A R contestou, impugnando os factos e dizendo que o muro que ergueu está dentro da linha divisória dos prédios e fê-lo por forma na medida do possível evitar espaços vazios entre ele e a parede da arrecadação do prédio vizinho da A
Outrossim, deduziu pedido reconvencional pedindo a condenação da A e reconhecer que lhe pertence uma faixa de terreno de que esta se apossou ilegalmente e de má fé com a área de 24,4 m2 e assinalada numa planta que juntou, servindo de pátio de acesso à casa e assente num muro que ela levantou, bem como a destruir o muro e o pátio ilícitamente ocupados.
O processo seguiu termos com resposta da A a contrariar a excepção e o pedido reconvencional e organizada a base instrutória, teve lugar o julgamento.
Por fim, foi proferida douta sentença que julgou procedentes tanto a acção, como a reconvenção.
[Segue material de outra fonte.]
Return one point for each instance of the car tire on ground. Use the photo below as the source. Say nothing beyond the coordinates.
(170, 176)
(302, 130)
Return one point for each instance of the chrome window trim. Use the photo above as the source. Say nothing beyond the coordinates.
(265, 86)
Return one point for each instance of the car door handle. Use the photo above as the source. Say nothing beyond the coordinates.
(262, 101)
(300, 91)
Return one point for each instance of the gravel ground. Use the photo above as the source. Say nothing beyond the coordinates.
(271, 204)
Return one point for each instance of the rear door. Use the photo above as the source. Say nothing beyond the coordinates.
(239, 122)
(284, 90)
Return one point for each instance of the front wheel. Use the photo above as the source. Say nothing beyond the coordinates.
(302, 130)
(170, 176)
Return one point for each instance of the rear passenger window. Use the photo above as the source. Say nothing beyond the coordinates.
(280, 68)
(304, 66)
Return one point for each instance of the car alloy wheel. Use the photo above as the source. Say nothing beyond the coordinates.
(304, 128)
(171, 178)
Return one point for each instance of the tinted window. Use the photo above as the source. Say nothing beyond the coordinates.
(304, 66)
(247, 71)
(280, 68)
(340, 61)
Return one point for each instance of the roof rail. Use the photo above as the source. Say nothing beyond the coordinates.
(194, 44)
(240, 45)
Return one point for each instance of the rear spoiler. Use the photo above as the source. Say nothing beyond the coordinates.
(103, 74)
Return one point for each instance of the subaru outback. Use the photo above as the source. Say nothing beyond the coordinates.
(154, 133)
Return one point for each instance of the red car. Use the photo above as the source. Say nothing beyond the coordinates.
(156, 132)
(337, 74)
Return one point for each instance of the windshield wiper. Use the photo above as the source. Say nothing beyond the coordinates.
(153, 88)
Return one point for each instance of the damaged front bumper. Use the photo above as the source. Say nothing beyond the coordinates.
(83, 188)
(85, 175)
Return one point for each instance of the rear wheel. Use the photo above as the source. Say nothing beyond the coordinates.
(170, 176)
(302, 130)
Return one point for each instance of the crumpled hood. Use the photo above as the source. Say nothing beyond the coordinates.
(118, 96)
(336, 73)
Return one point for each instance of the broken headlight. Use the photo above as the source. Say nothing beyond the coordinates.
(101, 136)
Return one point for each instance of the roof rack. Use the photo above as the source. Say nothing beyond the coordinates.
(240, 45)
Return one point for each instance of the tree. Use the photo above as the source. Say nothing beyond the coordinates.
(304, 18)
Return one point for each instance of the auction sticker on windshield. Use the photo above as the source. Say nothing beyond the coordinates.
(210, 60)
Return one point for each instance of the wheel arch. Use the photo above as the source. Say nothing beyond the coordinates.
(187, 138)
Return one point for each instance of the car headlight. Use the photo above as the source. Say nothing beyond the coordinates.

Ambas as partes recorreram de apelação da parte da sentença que lhes foi desfavorável mas apenas a R apresentou alegações a que a A respondeu, concluindo nos termos seguintes :
a) O muro levantado pela R ultrapassa em altura a arrecadação da A em cerca de meio metro;
b) A sentença, ao condenar a R a demolir esse muro em 1,5 metros ou seja na parte em que excede a parede da arrecadação da A está em contradição com a matéria provada e referida na aln a);
c) Esta contradição constitui nulidade :
d) O muro edificado pela R não ocupa qualquer espaço do prédio da A;
e) As águas pluviais caídas no espaço compreendido entre o muro que ela construiu e a parede sul da arrecadação da A correm para o prédio dela que se situa a um nível inferior, pelo facto da A ter construído um muro inclinado e não por via da natureza ;
f) A A não alegou, nem provou que o seu prédio tenha direito a uma servidão de escoamento para o prédio da R das águas caídas no espaço em cunha ;
g) A R sempre se mostrou disposta a impermeabilizar o espaço entre o seu muro a a dita parede sul da arrecadação e que pertença a esta;
h) A R construiu o muro para nele implantar um painel em azulejo onde foi implantada a sua designação e logótipo.
i) Não agiu a R com a intenção de prejudicar a A;
j) Ao erguer o muro, agiu no exercício do seu direito de tapagem;
k) Ao construir o muro. não agiu ilicitamente;
l) O espaço em “cunha “ e a acumulação de águas pluviais resultou da construção inclinada e por isso incorrecta da parede sul da arrecadação;
m) A A não provou factos que justificassem a condenação da R em danos não patrimoniais;
n) A sentença recorrida viola os artºs 668. aln c) do CPC e 1316º, 1351º e 483º do CCivil;
A A contra alegou, defendendo a validade e o acerto da sentença.
*
II – Nesta instância, foram corridos os vistos legais.
Cumpre decidir.
*
III – Vejamos, antes de mais, os factos que foram dados por assentes e provados na 1ª instância:
1 – Pertença da A existe um prédio sito no nº23 do Lugar de Pai Mouro, Outeiro , Junceira, Tomar, constituído por casa de habitação, logradouro e arrecadação, descrito na Conservatória de Registo Predial sob o nº 00357/031187da freguesia de Junceira, Tomar, descrição essa efectuada nos termos do doc de fls 74/76 e cujo teor de dá aqui por reproduzido(alm a) dos factos assentes ).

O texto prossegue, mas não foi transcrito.